Weighted UniFrac significance test with and without 
abundance counts 

We generated p-values for Figures 2 and 3 using the 
UniFrac web service located at http://bmf2.colorado.edu/ 
unifrac/index.psp. For Figure 2, Additional files 3 and 4 
were used as the Newick tree and the Environment file, 
respectively. For Figure 3, Additional files 1 and 2 were 
used as the Newick tree and Environment file. In both 
cases, the "Select Analysis" option was set to "UniFrac 
Significance". The "Type of Test" option was set to "Each 
pair of environments". The "Number of Permutations" 
option was set to 100 (the default). The "Use Abundance 
Weights" option was set to "Yes". 



Additional files 



Additional file 1: Newick Tree for Figure 3. Newick tree input to UniFrac 
web service for the example in Figure 3. 

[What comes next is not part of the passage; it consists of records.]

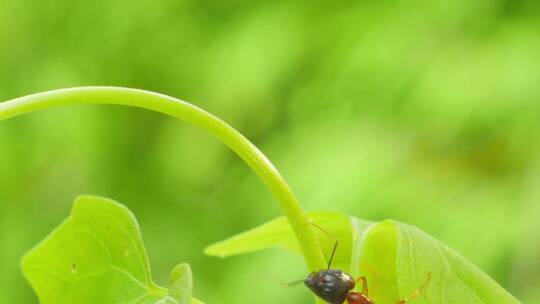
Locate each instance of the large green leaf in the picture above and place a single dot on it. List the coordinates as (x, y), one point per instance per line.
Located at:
(396, 259)
(97, 256)
(278, 233)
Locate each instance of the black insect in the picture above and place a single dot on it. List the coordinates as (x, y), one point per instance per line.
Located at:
(335, 286)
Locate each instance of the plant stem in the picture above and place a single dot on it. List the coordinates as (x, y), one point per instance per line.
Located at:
(195, 116)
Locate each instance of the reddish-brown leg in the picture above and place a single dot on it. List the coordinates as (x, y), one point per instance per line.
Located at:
(417, 292)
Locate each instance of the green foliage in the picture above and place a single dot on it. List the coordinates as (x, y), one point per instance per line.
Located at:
(396, 259)
(97, 256)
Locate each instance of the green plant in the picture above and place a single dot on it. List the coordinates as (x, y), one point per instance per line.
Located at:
(392, 255)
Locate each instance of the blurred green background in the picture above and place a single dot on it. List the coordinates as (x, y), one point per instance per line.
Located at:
(427, 112)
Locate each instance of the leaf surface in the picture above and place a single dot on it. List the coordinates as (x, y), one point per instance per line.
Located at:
(95, 256)
(395, 258)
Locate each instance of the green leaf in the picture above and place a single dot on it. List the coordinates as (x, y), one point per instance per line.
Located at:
(395, 258)
(97, 256)
(278, 233)
(181, 284)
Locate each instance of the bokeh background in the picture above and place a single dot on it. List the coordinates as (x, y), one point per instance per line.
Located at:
(427, 112)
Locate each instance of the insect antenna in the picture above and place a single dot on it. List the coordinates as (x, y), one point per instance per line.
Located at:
(332, 237)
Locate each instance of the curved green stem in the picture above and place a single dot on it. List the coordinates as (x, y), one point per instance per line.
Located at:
(195, 116)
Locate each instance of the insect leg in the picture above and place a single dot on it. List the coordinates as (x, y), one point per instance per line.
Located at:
(417, 292)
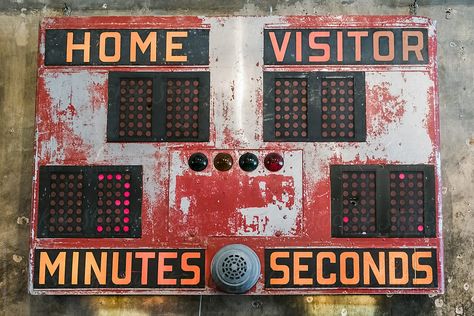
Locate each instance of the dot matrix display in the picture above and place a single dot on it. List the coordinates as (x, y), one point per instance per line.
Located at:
(314, 107)
(337, 108)
(158, 107)
(407, 202)
(113, 203)
(136, 97)
(291, 108)
(65, 214)
(358, 200)
(90, 201)
(383, 201)
(182, 108)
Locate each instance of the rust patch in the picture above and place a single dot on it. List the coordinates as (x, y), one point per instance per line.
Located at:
(383, 108)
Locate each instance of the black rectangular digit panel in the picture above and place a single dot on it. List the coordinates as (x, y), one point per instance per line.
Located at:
(90, 201)
(383, 201)
(314, 107)
(158, 107)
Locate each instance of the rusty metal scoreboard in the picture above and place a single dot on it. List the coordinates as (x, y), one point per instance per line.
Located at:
(244, 155)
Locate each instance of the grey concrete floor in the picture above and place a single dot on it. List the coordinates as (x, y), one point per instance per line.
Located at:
(18, 49)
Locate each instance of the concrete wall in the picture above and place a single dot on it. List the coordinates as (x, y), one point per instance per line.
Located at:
(18, 48)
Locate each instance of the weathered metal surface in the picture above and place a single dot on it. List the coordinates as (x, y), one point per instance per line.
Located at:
(402, 128)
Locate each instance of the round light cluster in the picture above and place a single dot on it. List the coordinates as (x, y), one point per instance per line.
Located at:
(65, 203)
(182, 108)
(407, 202)
(358, 213)
(337, 108)
(291, 108)
(248, 162)
(113, 203)
(135, 118)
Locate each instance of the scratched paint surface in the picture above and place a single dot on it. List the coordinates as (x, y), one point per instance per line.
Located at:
(259, 203)
(180, 208)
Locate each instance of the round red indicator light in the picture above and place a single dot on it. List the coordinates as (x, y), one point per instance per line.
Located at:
(248, 162)
(197, 162)
(274, 162)
(223, 162)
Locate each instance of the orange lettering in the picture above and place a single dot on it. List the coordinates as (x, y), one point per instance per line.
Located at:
(392, 256)
(91, 264)
(356, 270)
(357, 42)
(370, 266)
(162, 268)
(391, 46)
(319, 267)
(322, 46)
(74, 267)
(145, 256)
(299, 45)
(412, 48)
(422, 267)
(340, 47)
(279, 51)
(85, 47)
(279, 267)
(190, 268)
(298, 267)
(150, 42)
(58, 264)
(102, 41)
(128, 269)
(170, 46)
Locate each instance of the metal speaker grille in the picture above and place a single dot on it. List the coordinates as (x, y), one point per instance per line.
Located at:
(135, 115)
(407, 202)
(65, 215)
(182, 108)
(113, 203)
(235, 268)
(358, 200)
(291, 108)
(337, 108)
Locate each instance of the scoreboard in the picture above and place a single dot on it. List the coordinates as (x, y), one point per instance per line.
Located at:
(243, 155)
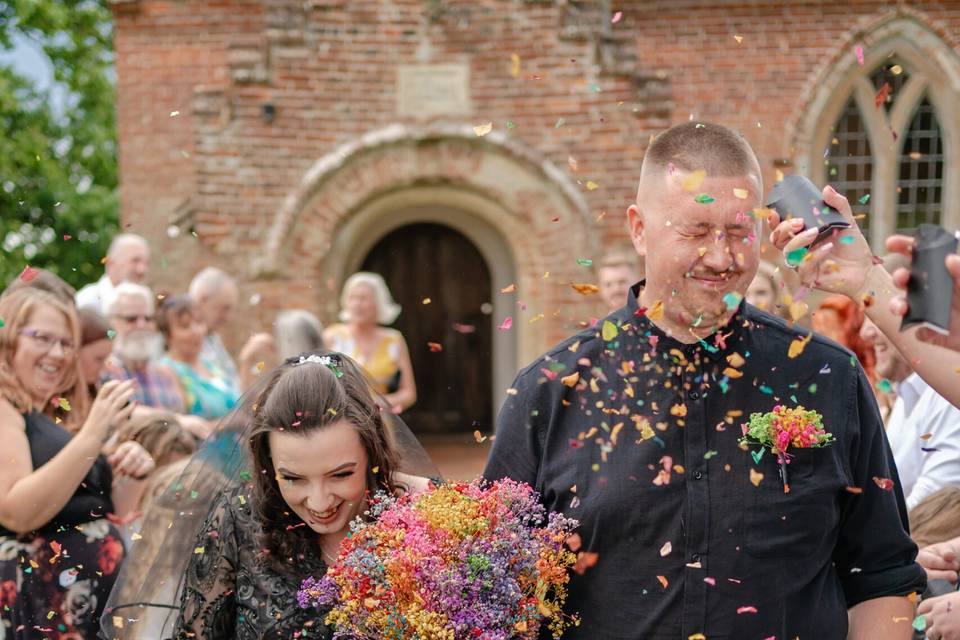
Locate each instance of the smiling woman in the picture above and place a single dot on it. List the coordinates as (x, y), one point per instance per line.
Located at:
(60, 555)
(293, 465)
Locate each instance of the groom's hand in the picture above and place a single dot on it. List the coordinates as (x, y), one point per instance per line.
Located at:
(839, 265)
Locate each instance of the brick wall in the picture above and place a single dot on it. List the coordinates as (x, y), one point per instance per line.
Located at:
(587, 97)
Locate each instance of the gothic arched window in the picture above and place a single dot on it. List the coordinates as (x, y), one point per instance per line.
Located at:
(884, 129)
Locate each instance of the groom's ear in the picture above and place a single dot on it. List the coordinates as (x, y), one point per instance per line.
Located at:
(637, 225)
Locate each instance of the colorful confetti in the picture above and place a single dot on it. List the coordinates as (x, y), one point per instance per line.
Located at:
(585, 289)
(693, 180)
(608, 331)
(483, 129)
(795, 257)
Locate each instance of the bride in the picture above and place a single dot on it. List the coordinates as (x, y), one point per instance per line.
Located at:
(276, 496)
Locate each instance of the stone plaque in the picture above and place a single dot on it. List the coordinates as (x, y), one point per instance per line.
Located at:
(425, 90)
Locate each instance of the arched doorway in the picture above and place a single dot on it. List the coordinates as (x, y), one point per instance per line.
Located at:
(454, 383)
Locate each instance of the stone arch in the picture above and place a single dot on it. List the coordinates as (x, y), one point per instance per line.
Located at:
(906, 34)
(496, 192)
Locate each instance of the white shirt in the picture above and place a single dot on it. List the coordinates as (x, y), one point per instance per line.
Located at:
(96, 296)
(920, 411)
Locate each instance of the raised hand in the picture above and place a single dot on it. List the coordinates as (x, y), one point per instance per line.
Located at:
(943, 616)
(131, 459)
(839, 265)
(110, 408)
(898, 305)
(940, 561)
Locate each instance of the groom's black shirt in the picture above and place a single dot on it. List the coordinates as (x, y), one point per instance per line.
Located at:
(691, 534)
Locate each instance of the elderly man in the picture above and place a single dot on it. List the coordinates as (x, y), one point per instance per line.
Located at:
(634, 429)
(615, 273)
(128, 260)
(215, 294)
(136, 347)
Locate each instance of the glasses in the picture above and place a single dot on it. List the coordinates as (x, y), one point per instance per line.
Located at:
(47, 341)
(133, 319)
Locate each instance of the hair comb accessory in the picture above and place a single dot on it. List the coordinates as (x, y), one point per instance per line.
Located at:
(331, 362)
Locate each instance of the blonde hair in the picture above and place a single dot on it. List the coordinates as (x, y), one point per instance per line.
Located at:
(161, 434)
(387, 309)
(936, 518)
(16, 310)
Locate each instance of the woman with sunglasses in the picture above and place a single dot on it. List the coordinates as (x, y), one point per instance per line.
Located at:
(59, 553)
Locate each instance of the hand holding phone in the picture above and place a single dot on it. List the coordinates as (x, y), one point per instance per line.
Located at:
(930, 288)
(797, 197)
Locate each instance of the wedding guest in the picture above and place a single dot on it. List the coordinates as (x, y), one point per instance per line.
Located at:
(209, 392)
(319, 447)
(215, 295)
(923, 427)
(298, 331)
(763, 291)
(936, 518)
(941, 614)
(903, 245)
(850, 268)
(128, 260)
(366, 304)
(60, 553)
(161, 434)
(44, 280)
(95, 348)
(840, 319)
(616, 273)
(635, 431)
(137, 348)
(295, 331)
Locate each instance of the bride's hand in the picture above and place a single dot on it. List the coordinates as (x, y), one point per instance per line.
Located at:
(409, 483)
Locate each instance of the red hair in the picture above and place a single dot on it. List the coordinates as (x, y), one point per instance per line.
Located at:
(850, 318)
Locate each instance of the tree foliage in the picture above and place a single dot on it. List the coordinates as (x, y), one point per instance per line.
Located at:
(58, 165)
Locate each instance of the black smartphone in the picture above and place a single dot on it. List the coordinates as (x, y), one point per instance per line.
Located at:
(797, 197)
(930, 289)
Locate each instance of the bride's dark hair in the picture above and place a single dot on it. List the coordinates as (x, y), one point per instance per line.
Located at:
(302, 396)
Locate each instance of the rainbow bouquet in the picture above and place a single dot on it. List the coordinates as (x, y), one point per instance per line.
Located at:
(478, 561)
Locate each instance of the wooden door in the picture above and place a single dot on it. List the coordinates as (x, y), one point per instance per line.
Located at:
(454, 386)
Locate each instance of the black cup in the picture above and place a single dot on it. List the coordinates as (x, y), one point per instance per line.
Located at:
(796, 197)
(930, 289)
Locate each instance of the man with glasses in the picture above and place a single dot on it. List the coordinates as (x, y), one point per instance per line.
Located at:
(137, 346)
(128, 260)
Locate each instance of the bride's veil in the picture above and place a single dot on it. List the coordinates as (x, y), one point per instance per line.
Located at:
(145, 599)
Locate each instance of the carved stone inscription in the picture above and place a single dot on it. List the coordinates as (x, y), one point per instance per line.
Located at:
(425, 90)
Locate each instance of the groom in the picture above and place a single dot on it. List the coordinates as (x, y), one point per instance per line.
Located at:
(632, 427)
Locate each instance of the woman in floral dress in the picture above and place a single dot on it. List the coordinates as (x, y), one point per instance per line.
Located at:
(59, 553)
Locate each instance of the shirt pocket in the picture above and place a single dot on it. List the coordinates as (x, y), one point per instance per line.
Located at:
(794, 524)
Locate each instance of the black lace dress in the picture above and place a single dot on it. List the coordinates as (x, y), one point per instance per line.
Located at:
(230, 590)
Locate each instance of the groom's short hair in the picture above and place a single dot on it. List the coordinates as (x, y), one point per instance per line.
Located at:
(706, 146)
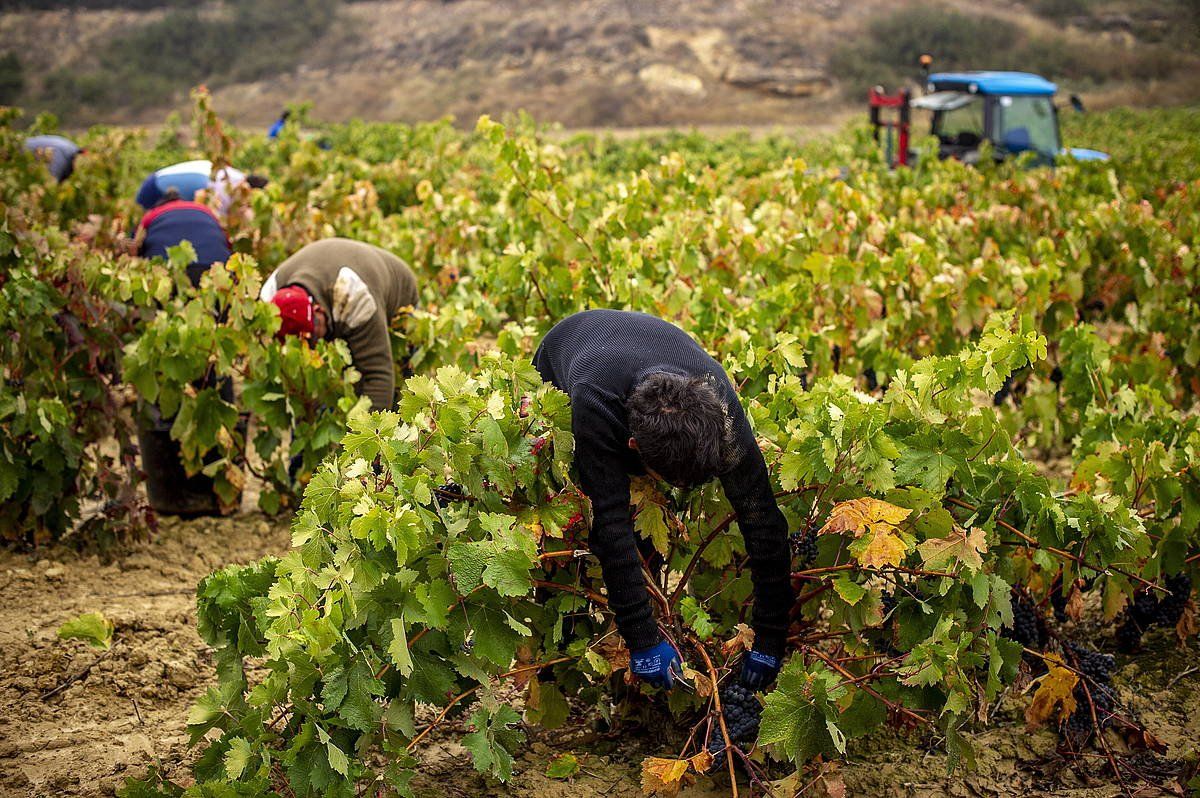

Additional file 2: Environment File for Figure 3. Environment file input 
to the UniFrac web service for the example in Figure 3. 

Additional file 3: Newick Tree for Figure 2. Newick tree input to the 
UniFrac web service for the example in Figure 2. 

Additional file 4: Environment File for Figure 2. Environment file input 
to the UniFrac web service for the example in Figure 2.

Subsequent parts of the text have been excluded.